Myllis on Jun 21, 2021
Fastest SD1, named Vitesse was called Saab Turbo and BMW killer in Germans autobahns. The Rover SD1 saw considerable success in Group A touring car racing in the mid-1980s in Europe. Among its major successes were: - Steve Soper and René Metge won the 1983 RAC Tourist Trophy driving a Rover Vitesse - Andy Rouse won the 1984 British Saloon Car Championship driving a Rover Vitesse. - Jeff Allam and Armin Hahne won the Group A class and finished 12th outright at the 1984 Bathurst 1000 in a Tom Walkinshaw Racing (TWR) Rover Vitesse. - Tom Walkinshaw and Win Percy won six rounds (Monza, Vallelunga, Donington, Silverstone, Nogaro and Jarama) of the 1985 European Touring Car Championship driving a TWR Rover Vitesse. - TWR Rovers won five rounds (Monza, Donington, Anderstorp, Zeltweg and Silverstone) of the 1986 FIA Touring Car Championship. - Kurt Thiim won the 1986 DTM championship (Deutsche Tourenwagen Master) driving a Rover Vitesse. In touring car racing, the 3.5L Rover V8 engine produced approximately 340 bhp.
Boxerman on Jun 21, 2021
I was 16 in 1980 and an uncle bought a v8 one in europe. At the time it felt like it handled better than anything. What did I know being 16. Uncle sold it maybe 18 months later. Throttle cable kept on coming off its cam hinge by the carbs. Bash fell off somehow. Then they couldnt open the hood cause the latch broke etc. Cousin bought a 3 yo 2600, it hardley ran and rusted like a 20 to clunker with bits falling off evrywhere. Bl was a socialsit disaster, the wors build quality you can imagine, TR7 anyone.

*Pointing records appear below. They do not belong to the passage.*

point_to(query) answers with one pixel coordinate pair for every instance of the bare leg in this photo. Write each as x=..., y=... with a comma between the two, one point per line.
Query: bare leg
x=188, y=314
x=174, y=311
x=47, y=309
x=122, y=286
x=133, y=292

Sad part is the designers and engineers were really talented and did a lot with the little they had. What could hav been. The brits owned the sports car market in the 60s, but the 70s and 80's kept buiding the MGB cause why spend money on product when workers comitees control and don't think its necessary. How to have quality control when managemnt has no power. If you assume consumers have no choice and gov will just give you handouts its easy to slip into making crap, Fortunately for jaguar the xj6 was so good when designed that it kept the brand alive. Fortunatley for rover the range Raover was inspired and spawned a who genre. These are sucesses in spite of BL.